You did great man. I really like that inverter. I built my own batteries but its been kinda a pain to do so but finally everything electric and enough capacity to do it. Good to see others on this same journey
For sure. I've been very satisfied with how everything has worked and how easy the whole thing was. I didn't even fall off the roof when I was installing the panels!
You have a great system, those sol-ark's are like the Ferrari of solar hybrid inverters. Good solid solar panel setup too (if you get the itch I'll bet you'll be thinking about adding more to improve winter solar generation next). Your battery system is also a solid win with 14.4 kWh of storage, though running independent 24V LFP battery packs in series to get 48V can cause problems (note 1 below), so keep watch on those SOKs and make sure the cells stay healthy. The sol-ark has a lot of programmability, you can completely automate the generator operation if you want to. -Matt note 1: lithium battery packs have internal BMSs that shut-off charging if cells over-volt. This can cause problems when you put them in series because if one battery shuts down charging it also stops the other one from finishing its charge. So usually one uses 48V battery packs in parallel when putting together a 48V system rather than 3 parallel sets of 2 x 24V in series. Having three sets of two in parallel does add good redundancy, but most people avoid series configurations and put 6 x 48V rack-mount packs in parallel.
Appreciate the information. I have already been looking at 48v server rack batteries and moving the sok 24v to a system in my shop where things are less critical.

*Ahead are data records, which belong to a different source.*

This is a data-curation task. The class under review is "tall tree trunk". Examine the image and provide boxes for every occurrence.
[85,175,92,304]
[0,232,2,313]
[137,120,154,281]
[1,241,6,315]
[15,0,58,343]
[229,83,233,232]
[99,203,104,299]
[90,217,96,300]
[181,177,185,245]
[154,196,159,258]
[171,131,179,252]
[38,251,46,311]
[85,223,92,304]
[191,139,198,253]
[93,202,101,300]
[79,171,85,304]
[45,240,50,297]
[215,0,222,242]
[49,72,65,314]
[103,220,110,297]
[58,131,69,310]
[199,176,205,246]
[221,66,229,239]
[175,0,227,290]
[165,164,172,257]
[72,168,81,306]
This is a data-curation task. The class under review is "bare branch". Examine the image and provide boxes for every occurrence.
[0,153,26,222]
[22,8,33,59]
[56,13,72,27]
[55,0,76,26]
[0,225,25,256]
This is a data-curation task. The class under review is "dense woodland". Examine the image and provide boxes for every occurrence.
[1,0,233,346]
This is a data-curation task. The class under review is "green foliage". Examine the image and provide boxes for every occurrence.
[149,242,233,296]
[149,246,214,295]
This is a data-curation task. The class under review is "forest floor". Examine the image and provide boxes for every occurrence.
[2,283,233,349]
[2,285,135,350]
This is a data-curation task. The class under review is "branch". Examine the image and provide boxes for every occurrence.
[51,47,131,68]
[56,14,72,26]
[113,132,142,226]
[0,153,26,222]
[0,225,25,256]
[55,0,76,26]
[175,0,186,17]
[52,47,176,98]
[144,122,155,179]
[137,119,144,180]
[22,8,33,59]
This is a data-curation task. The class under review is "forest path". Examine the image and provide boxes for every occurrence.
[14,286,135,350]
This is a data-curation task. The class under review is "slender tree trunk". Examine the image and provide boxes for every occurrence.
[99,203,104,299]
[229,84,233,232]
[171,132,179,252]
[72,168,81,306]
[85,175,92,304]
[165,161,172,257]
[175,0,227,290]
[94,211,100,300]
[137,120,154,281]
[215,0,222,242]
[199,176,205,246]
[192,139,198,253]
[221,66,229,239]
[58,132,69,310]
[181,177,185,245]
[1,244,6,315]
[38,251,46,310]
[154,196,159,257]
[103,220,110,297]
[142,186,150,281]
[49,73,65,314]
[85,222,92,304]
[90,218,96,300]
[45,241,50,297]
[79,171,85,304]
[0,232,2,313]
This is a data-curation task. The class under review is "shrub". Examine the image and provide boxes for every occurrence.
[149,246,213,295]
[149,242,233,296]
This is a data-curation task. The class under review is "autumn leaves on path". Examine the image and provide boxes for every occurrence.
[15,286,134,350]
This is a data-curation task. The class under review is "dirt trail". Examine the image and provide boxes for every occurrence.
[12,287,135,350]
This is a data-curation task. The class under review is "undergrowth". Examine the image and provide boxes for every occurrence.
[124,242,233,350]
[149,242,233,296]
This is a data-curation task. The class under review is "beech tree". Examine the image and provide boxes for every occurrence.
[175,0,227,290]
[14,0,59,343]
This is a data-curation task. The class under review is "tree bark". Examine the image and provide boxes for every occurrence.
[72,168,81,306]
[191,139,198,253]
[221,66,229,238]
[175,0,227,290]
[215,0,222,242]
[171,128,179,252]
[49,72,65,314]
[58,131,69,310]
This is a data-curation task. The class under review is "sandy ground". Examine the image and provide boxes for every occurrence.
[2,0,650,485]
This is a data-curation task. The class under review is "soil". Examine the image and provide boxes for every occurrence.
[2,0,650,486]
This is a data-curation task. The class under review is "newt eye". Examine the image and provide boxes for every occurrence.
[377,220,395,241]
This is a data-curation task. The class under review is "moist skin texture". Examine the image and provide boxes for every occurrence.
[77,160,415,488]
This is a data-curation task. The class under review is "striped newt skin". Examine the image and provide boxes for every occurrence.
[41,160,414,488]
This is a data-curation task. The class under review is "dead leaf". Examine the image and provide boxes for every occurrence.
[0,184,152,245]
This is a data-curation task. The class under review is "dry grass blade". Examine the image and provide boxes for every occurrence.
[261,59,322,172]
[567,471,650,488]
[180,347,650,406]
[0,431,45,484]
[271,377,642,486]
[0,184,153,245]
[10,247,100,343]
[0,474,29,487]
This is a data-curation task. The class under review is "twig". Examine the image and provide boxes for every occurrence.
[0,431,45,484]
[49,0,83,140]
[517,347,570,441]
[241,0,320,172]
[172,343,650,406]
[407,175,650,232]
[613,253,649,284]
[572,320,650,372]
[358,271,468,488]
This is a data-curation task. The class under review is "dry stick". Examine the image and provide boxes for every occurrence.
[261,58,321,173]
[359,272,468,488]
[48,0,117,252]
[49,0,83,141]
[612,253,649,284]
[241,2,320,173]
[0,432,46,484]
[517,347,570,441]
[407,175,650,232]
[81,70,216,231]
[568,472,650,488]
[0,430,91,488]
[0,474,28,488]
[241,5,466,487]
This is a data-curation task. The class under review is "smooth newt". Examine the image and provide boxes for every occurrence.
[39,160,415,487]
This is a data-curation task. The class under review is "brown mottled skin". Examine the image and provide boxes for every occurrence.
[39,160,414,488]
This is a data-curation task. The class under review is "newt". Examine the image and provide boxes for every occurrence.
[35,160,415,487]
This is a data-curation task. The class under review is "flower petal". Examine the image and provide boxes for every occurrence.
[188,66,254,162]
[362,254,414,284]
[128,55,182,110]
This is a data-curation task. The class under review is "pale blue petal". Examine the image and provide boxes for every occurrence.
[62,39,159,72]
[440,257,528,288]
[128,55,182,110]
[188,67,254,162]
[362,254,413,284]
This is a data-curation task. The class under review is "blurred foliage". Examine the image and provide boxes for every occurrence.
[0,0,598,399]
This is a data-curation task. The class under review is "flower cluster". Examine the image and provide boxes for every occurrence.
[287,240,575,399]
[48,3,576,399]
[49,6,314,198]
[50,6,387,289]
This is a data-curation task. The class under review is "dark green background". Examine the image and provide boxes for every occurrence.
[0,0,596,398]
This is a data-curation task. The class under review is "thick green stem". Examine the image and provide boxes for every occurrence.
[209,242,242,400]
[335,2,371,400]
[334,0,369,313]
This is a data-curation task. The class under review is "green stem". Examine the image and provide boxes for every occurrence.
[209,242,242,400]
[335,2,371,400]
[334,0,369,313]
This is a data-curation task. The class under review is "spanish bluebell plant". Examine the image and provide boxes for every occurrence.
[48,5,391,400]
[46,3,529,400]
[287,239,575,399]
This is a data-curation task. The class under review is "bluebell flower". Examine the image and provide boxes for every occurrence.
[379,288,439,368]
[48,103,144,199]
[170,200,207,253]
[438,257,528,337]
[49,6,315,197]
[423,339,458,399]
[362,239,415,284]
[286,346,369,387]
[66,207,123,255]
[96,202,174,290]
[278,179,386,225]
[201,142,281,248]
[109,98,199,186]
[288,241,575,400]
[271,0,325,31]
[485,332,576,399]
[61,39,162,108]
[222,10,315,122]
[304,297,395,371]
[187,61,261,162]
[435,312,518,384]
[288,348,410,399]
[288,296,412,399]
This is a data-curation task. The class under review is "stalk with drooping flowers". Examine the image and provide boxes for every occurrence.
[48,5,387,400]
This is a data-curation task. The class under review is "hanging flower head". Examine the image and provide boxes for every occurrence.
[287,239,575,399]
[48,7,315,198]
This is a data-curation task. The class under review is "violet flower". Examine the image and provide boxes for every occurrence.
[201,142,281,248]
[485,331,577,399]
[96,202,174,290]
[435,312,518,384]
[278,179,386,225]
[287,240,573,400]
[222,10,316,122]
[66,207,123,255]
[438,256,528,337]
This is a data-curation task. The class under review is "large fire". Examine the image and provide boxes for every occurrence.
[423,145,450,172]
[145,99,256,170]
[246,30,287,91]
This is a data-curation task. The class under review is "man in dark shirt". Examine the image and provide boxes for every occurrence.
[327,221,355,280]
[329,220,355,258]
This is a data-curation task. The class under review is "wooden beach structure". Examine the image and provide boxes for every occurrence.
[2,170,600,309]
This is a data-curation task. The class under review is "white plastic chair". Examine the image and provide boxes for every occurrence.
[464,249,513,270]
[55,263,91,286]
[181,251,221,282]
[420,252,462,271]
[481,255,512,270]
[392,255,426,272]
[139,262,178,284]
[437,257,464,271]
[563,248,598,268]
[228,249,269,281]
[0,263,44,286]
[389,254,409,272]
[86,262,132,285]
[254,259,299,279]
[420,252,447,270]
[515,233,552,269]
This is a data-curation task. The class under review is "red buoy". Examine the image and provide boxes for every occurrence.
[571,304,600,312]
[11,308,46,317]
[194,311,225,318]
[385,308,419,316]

Very nice system. Built great. A simple question, an off grid solar system that uses a genny to run any real appliance is no more than a system that uses generator heavy load and solar for the small appliances. Just wondering, i love s olar but price is still to high for me.. great video
Saw your comment and wanted to say yes it is expensive and I spent alot on my off grid solar but I'd say over half the money I spent was buying the wrong stuff. Once I saw what it takes to make a system large enough to run a house full time I re-bought almost everything and now it's great. It was about 30 grand in components but now... finally... two years later..... it works
No. The tigo transmitter is powered from the solark with 12v. Then the transmitter communicates wirelessly with other transmitter/receivers with each panel. Hope I answered that well enough.
@thefarmwrestler Thanks for answering, I guess my question is this, pannels are DC, you hook them into tigos, tigos output DC or AC, and what do you feed back to the Sol Ark also where(Mppt/gen input).
@leeshively669 the tigos with each panel just allow the DC current to pass through. The generator send ac. The solark just sorts everything out. It can figure out what to do with any current coming in from any source. I think the maximum input from a string of panels is 600v. I'm not an expert by any means but hopefully I answered your question
Thanks again, I have been looking at them for a min (went from 3x Eg4 6500ex to 1 SolArk 15k, have 6x stings attached, 6 min 8 max. Always feel as though I have 20-30% less power w/ 3x Mppts missing, Still do 45 to 50+KW a day. 16.5kw array all over the roof nothing facing direct South, and some shade on them at various times all day. So looking for a way to work this out, either Tigos or Victron 200/450. Glad u found you and check your videos keep.on teaching.